1967-1968
Jose Luis “Louie” P. Faustino
Building on the foundations laid on the Club’s maiden year, Pres. Luis “Louie” Faustino expanded the operations of the MCC postal station, doubling the number of post office boxes in response to requests. PO box rental provided the fledgling club with the income it needed for Club operations and project implementation.
The postal facility also gave the Club a public image boost. As the first post office branch in the Philippines, it attracted media attention. It was featured in the Philippine Herald, a major broadsheet, in its 21 June 1968 issue. It also merited space in the December 1968 issue of The Rotarian, the official magazine of Rotary International. As early as then, RC Makati was making waves as a club to watch.
It was on this year that the Club set in motion a wide-ranging program in vocational service designed to uplift lives through skills training, job placement assistance and entrepreneurship.
Its initial salvo in this department was a multi-faceted livelihood and training program for the residents of Barrio Pinagkaisahan, one of the smaller barrios (now called barangay) of Makati. With Bert Montinola as chairman, the Club partnered with the Philippine Rural Reconstruction Movement (PRRM) for a project that offered classes in dressmaking, embroidery, bamboo craft and mushroom culture. With the skills they acquired, the participants embarked on ventures that generated income for their families, thus decreasing their dependence on government dole-outs and building their self esteem.
The year also saw the initiation of a waitering class for jobless out-of-school youth in Barrio Pio del Pilar, also in Makati. Under this project chaired by Bec Panlilio, trainees learned the basics of waiting on tables, serving food and drinks, and attending to the needs of customers, skills that equipped them for jobs in hotels and restaurants. The project ushered in a wave of training programs in waitering in later years.

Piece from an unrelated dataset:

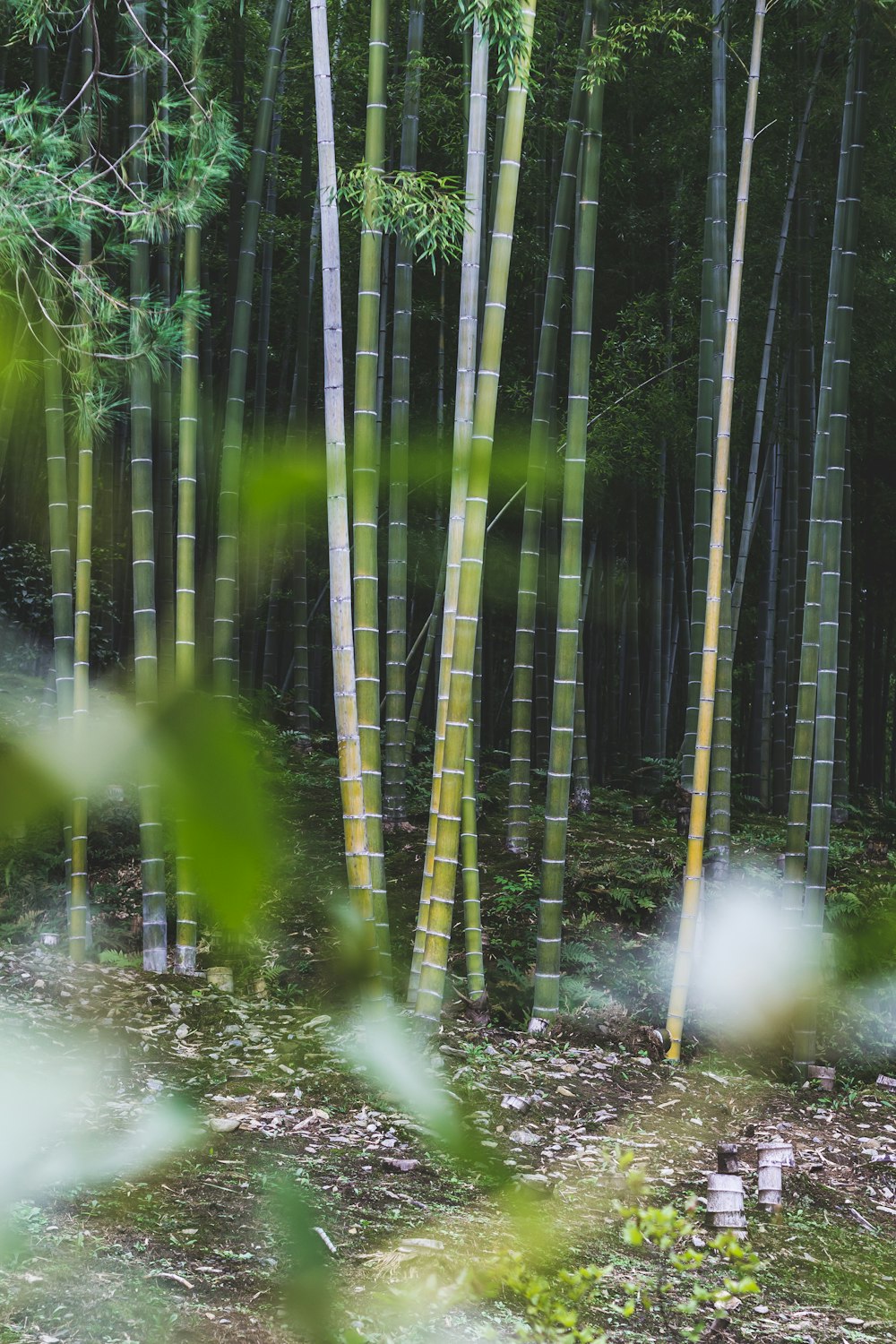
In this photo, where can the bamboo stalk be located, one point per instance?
(694, 870)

The sixties were a golden period for Philippine agriculture with the development of the much celebrated “miracle rice,” a variety that yielded bumper harvests not seen before. As Filipino farmers basked in their fortune, their counterparts in Indonesia were suffering from poor yields. In response to a request from Indonesia, RC Makati shipped a donation of 40 sacks of the so-called “miracle rice” to Indonesia for planting by Indonesian farmers. The donation helped the farmers recover their losses and get back on their feet, thus saving their country’s ailing rice industry.